Best practices for ex staff and their devices - Security/Compliance

Copper Contributor

Hi All,

What are the best practices or the general consensus on what happens to an ex staff members AAD/AD account and device within Azure and Intune.

At present we only disable ex staff and leave the disabled account in Azure/AD (Hybrid environment) and leave the device in Intune...Only after 180 days is the device removed from AAD of non activity. 

 

My colleague is of the option, just leave the device and disabled user in AAD for record keeping as it does no harm leaving them there. 

 

Now I think, we should be doing the following:

Wiping the device via Intune (this will remove it from AAD and Intune)

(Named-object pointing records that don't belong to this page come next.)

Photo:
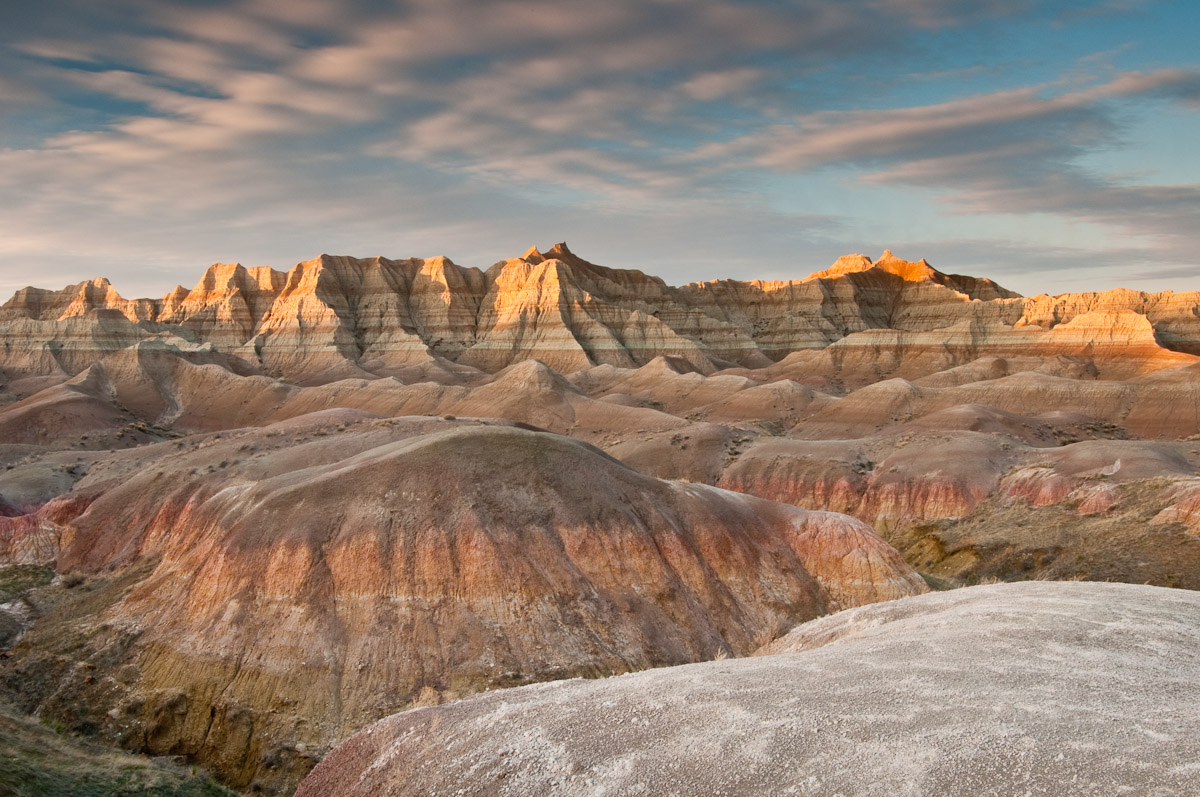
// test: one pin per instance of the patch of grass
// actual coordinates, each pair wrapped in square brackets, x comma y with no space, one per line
[39,761]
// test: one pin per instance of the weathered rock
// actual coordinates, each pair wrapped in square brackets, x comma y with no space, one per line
[1037,688]
[292,583]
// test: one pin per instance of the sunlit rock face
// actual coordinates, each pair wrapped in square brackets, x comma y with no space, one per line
[342,317]
[282,587]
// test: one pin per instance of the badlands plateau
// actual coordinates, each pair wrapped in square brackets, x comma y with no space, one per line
[245,521]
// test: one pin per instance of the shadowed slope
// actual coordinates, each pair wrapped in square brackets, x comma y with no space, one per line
[1042,688]
[288,585]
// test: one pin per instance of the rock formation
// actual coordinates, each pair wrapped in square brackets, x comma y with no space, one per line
[339,317]
[285,586]
[977,690]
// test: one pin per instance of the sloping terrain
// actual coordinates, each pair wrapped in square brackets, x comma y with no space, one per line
[252,516]
[1008,689]
[252,597]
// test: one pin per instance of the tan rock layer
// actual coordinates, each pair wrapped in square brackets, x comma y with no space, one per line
[307,577]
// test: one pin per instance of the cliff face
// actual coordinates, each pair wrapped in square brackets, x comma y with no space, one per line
[285,586]
[340,317]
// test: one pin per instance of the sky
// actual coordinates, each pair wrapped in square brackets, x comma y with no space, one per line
[1051,147]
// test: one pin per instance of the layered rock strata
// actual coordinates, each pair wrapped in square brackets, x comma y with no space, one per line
[342,317]
[283,587]
[976,690]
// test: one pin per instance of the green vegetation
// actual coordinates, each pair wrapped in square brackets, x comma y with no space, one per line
[35,761]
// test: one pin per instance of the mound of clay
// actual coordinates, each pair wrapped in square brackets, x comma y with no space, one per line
[1011,689]
[288,585]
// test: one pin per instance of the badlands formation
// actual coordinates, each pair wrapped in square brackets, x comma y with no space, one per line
[241,522]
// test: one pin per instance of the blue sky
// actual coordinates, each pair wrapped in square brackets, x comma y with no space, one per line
[1048,145]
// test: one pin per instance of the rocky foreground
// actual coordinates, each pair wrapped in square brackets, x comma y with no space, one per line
[1008,689]
[249,599]
[240,522]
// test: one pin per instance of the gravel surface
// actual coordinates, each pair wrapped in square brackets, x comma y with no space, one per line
[1009,689]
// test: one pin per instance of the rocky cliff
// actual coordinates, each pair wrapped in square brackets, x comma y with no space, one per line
[262,594]
[339,317]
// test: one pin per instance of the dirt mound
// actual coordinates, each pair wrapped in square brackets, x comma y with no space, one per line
[287,585]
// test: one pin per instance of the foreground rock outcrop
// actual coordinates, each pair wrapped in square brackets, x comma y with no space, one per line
[342,317]
[1035,688]
[271,591]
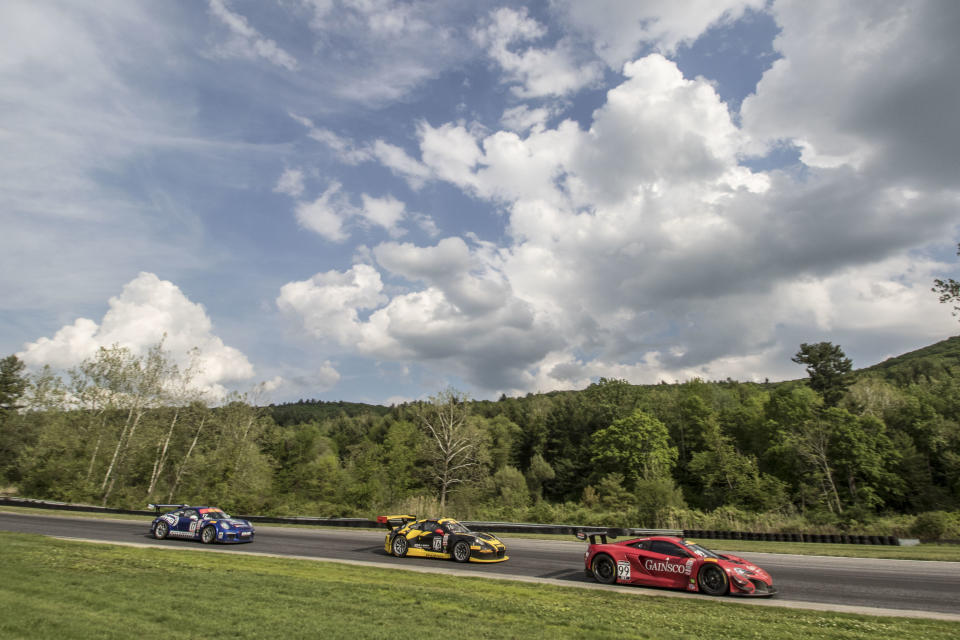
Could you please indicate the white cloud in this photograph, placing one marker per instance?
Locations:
(534, 72)
(147, 311)
(330, 303)
(326, 215)
(290, 183)
(384, 212)
(648, 250)
(245, 41)
(872, 85)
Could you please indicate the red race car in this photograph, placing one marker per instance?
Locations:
(667, 561)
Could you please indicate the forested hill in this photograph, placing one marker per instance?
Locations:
(940, 360)
(306, 411)
(883, 443)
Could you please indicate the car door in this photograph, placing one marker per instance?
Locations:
(430, 540)
(187, 524)
(668, 564)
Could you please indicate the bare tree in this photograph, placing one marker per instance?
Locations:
(454, 442)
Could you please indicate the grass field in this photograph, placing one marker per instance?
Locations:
(945, 552)
(61, 589)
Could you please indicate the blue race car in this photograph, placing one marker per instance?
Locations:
(206, 524)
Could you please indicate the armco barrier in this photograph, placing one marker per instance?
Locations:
(501, 527)
(791, 537)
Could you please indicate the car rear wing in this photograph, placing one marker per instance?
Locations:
(165, 507)
(599, 536)
(391, 522)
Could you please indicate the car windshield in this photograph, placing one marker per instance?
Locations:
(703, 552)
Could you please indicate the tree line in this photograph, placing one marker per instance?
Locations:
(837, 449)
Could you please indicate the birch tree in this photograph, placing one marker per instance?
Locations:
(453, 441)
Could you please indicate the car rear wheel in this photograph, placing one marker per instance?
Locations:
(713, 580)
(208, 535)
(604, 569)
(461, 551)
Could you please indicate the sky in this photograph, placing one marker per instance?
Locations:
(375, 200)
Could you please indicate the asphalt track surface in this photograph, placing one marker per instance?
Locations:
(904, 585)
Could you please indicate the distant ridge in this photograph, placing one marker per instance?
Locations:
(927, 364)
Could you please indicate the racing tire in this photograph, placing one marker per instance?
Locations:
(604, 569)
(208, 535)
(461, 552)
(713, 580)
(399, 546)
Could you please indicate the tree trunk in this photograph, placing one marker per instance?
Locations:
(176, 481)
(161, 458)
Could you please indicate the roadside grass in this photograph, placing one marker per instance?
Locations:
(926, 551)
(57, 588)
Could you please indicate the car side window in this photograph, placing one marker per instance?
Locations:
(667, 548)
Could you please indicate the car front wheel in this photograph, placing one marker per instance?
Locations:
(461, 551)
(713, 580)
(208, 535)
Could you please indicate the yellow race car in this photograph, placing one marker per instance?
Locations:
(440, 538)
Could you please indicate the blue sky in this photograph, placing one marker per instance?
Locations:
(372, 200)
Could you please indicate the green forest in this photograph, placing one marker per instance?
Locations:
(873, 450)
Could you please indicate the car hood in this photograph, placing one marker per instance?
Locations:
(731, 562)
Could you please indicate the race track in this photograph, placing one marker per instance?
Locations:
(889, 584)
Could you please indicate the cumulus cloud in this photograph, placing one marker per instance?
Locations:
(383, 212)
(147, 311)
(290, 183)
(326, 215)
(643, 247)
(463, 319)
(872, 85)
(533, 72)
(245, 41)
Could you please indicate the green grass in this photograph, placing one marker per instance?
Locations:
(56, 588)
(945, 552)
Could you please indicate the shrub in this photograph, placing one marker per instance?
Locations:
(932, 525)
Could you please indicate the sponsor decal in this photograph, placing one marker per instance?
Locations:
(623, 570)
(667, 567)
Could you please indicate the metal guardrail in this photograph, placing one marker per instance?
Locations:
(505, 527)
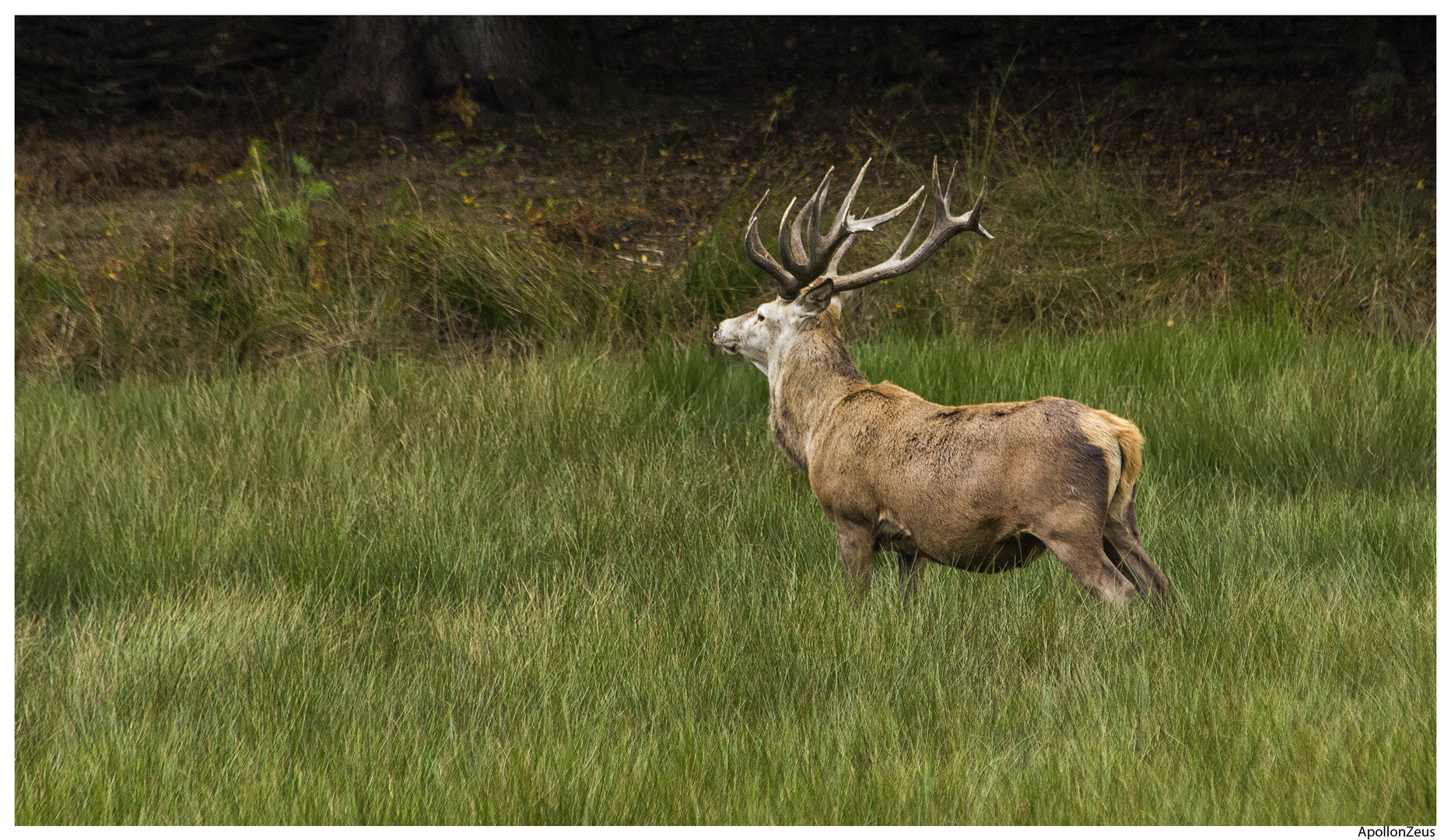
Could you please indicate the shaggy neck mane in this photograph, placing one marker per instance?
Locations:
(807, 379)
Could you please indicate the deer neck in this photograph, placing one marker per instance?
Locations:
(807, 377)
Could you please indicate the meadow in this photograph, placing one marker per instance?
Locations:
(582, 586)
(366, 479)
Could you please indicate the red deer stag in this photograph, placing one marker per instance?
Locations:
(980, 486)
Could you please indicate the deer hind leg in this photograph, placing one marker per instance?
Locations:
(1085, 559)
(1122, 533)
(909, 572)
(858, 546)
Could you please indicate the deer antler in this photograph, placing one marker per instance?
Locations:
(801, 263)
(944, 226)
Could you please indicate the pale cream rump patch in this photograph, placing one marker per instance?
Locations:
(1123, 450)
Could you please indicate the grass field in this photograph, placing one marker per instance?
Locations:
(585, 588)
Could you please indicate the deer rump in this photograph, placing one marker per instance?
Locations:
(971, 486)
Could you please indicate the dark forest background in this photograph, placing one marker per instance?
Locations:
(233, 191)
(385, 68)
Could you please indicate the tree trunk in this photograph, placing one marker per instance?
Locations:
(384, 68)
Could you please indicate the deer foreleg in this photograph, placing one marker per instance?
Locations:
(909, 572)
(858, 544)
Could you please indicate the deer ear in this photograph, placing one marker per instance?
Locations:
(817, 298)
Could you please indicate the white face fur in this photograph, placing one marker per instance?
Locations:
(773, 327)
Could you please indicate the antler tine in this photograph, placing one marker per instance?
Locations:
(944, 226)
(836, 257)
(817, 202)
(795, 258)
(818, 258)
(912, 234)
(759, 256)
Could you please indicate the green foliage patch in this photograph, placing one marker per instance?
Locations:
(584, 588)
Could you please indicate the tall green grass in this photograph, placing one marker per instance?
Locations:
(270, 266)
(584, 588)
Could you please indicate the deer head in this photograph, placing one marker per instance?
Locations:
(807, 276)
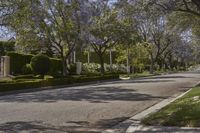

Disable user from AAD/AD, remove from all groups and then once done, delete the user (I appreciate there might be broken links in SharePoint etc, but with a disabled user the same issue)

 

So, from a compliance and security prospective what are the best practices for dealing with ex staff and their devices?
I know every company has different ideas

 

Regards

Rachel  

2 Replies
I am afraid there is no good answer for this. There are no best practices here as everything will eventually come down to each organizations own security policy. In my personal opinion, a leaver's record can be retained for a set duration, but as a good housekeeping practice, it is also good to clean the inactive and stale objects after this set duration has passed.
The thing that must drive your decisions must be based on your data retention policies. Those will drive all decisions regarding accounts, data governance/retention, etc. And consequently, it will also drive how you handle accounts: Everything from immediate deletion of logins/credentials & remote wipe of devices all the way to just "changing passwords" and disabling remote access are on the table. Good question, but @rahuljindal-MVP is completely correct, there's not "best practice" because every case, every company, and every industry is different. It even changes over time as technology changes and evolves, as laws change. 15 years ago Fax machines were considered the cat's meow for HIPAA compliance, until one day a doctor's office sent his patient's positive HIV test results to an office Fax, where all the colleagues and management saw the results. $2 million later, Fax is no longer considered "HIPAA Compliant". Weird how that works.